US officials will try to expedite humanitarian aid to North Korea, a US envoy said yesterday, as Washington and Pyongyang struggle to find a breakthrough in stalled talks aimed at ending the North's nuclear programme.
Stephen Biegun, the US special representative for North Korea, made the announcement as he arrived in Seoul for four days of talks with South Korean officials.
North Korean leader Kim Jong Un vowed to work towards denuclearisation at his landmark summit with US President Donald Trump in Singapore in June but the two sides have since made little progress.
With Washington doubling down on sanctions enforcement, humanitarian aid for North Korea has nearly ground to a halt this year, despite warnings of a potential food crisis and improving relations with Pyongyang, aid groups say.
International sanctions imposed over North Korea's nuclear weapons and missile programmes technically do not cover humanitarian activities, and over the summer the United Nations adopted a US proposal designed to streamline approval for aid shipments.

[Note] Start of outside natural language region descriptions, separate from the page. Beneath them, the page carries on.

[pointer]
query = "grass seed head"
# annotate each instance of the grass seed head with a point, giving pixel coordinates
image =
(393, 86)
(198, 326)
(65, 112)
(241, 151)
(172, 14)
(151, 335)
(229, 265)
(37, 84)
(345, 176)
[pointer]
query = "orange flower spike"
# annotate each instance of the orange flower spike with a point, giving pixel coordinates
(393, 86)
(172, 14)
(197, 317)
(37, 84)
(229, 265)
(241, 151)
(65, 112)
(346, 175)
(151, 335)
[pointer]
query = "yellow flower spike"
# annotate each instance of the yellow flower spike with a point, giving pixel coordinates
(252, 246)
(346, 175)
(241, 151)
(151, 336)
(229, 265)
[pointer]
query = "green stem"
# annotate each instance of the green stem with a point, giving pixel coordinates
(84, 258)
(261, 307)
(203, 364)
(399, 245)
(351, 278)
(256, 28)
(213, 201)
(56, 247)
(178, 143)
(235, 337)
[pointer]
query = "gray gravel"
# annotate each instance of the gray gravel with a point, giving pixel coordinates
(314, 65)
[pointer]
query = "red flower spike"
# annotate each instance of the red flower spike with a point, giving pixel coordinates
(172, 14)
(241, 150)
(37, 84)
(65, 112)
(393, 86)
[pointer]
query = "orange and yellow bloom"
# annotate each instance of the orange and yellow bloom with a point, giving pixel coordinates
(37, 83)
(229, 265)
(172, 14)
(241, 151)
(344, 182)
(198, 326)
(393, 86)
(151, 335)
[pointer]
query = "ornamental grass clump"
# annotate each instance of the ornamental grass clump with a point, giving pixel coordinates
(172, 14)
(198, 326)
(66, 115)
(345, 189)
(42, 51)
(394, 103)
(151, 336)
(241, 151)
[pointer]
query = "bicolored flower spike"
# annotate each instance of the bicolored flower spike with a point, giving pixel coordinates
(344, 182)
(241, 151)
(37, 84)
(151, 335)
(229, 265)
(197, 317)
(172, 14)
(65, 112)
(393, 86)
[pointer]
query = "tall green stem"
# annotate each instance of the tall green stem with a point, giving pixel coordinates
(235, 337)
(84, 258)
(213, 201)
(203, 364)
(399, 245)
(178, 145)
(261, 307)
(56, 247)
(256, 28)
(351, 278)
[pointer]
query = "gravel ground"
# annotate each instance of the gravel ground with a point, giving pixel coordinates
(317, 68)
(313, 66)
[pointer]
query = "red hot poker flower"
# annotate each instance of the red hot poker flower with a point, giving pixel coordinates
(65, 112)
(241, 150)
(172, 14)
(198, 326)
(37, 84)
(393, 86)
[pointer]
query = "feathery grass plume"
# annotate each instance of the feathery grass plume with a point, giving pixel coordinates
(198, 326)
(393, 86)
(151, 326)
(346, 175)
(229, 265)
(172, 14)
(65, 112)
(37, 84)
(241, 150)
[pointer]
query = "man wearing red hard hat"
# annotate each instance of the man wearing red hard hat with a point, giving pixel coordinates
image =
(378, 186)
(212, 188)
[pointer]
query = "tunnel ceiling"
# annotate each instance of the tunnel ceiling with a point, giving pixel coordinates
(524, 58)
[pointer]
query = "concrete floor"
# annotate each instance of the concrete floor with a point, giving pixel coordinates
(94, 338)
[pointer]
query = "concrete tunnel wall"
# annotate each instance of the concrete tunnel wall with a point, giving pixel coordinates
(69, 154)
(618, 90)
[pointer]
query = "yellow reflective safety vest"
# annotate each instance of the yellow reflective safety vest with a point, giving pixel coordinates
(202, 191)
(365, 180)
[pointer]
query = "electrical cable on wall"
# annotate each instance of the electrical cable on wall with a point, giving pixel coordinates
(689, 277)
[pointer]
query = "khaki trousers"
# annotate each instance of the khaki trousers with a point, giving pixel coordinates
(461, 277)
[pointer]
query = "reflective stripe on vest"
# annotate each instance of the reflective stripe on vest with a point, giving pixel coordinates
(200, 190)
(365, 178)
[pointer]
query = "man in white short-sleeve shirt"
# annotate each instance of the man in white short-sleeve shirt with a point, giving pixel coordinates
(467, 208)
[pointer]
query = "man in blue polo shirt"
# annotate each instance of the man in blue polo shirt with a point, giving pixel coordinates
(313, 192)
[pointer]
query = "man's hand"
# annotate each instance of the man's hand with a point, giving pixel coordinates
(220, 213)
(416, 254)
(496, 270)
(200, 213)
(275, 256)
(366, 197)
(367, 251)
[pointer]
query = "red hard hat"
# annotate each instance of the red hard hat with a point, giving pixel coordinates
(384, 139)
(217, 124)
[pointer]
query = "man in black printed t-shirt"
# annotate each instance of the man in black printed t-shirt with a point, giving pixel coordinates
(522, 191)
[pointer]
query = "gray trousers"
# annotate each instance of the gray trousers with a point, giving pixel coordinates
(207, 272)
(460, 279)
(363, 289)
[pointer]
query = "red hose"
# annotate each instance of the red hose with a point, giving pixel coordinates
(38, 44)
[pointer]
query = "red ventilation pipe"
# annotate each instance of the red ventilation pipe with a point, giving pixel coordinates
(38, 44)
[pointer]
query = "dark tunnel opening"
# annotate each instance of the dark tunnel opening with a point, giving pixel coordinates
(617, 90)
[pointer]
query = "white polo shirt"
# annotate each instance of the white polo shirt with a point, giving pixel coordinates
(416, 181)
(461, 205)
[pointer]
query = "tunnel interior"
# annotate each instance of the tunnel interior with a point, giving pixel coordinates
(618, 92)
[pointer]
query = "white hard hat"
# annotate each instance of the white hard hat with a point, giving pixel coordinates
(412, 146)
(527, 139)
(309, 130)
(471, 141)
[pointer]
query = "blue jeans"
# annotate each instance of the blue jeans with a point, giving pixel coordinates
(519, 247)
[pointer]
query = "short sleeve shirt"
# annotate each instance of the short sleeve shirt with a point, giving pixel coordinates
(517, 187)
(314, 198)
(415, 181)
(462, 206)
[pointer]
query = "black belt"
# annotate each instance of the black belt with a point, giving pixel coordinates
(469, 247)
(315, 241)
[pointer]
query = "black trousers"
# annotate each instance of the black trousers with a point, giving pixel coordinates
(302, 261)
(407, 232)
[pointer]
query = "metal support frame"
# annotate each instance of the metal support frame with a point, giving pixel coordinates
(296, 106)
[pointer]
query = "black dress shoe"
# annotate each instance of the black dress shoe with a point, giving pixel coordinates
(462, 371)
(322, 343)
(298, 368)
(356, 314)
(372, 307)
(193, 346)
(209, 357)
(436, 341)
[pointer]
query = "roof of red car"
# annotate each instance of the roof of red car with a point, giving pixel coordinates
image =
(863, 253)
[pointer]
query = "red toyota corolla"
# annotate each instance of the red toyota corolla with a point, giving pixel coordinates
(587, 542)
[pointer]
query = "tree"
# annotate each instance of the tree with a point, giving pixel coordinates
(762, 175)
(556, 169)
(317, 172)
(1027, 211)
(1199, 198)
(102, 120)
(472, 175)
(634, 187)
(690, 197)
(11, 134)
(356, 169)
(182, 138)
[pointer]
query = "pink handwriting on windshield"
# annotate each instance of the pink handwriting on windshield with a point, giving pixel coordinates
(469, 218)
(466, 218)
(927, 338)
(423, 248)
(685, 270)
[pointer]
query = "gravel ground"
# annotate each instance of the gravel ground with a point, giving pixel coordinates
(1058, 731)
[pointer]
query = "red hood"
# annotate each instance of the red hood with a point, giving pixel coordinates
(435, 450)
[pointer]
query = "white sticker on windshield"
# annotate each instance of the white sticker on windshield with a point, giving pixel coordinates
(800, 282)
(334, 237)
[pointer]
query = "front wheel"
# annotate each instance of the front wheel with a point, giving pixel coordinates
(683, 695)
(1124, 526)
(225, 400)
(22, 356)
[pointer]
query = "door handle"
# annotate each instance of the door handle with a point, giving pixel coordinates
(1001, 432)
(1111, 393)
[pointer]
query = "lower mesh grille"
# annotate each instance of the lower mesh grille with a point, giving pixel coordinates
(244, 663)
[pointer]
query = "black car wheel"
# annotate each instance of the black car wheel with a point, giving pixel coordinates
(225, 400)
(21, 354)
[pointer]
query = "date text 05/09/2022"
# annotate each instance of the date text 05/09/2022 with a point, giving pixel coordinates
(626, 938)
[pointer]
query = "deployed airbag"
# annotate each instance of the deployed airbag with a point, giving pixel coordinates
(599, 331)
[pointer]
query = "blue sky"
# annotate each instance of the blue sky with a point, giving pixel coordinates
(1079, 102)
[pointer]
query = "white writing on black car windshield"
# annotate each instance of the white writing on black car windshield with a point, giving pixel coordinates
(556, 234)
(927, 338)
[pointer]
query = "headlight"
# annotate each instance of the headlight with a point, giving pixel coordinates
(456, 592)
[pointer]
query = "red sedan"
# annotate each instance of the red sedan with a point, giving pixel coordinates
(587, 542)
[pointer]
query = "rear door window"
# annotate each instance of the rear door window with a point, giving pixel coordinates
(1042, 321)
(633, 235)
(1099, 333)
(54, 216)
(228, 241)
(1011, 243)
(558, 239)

But strict interpretations of UN sanctions curtailing banking and shipping transactions with Pyongyang, as well as a travel ban for US citizens, have effectively shut down the North Korea operations of most relief groups, according to a dozen officials at UN agencies and civilian organisations.
"I'll be sitting down with American aid groups early in the new year to discuss how we can better ensure the delivery of appropriate assistance, particularly through the course of the coming winter," Biegun told reporters in Seoul, noting that the United States would work with the United Nations in reviewing how it grants sanctions exemptions for aid.
He acknowledged that the travel ban - which requires American aid workers to obtain special permission from the US State Department before travelling to North Korea - "may have impacted the delivery of humanitarian assistance".
Early next year, US officials will review how they grant that permission for the "purposes of facilitating the delivery of aid", Biegun said.
Part of the catalyst for the review was the expulsion of an American citizen who had illegally entered North Korea in October, he said.
North Korea handled the man's case "expeditiously and with great discretion", giving American officials "greater confidence about the safety and security of Americans travelling" to North Korea, Biegun said.
Biegun's visit to Seoul comes as negotiations between the United States and North Korea appear stalled, with the two sides yet to reschedule talks between US Secretary of State Mike Pompeo and senior North Korean official Kim Yong Chol after abruptly cancelling a meeting in November.
Trump has said a second summit with Kim is likely to take place in January or February, though he wrote on Twitter last week that he is "in no hurry".
North Korea has for years pursued nuclear and missile programmes in defiance of UN Security Council resolutions but the bellicose rhetoric from both Pyongyang and Trump that raised fears of war has eased this year.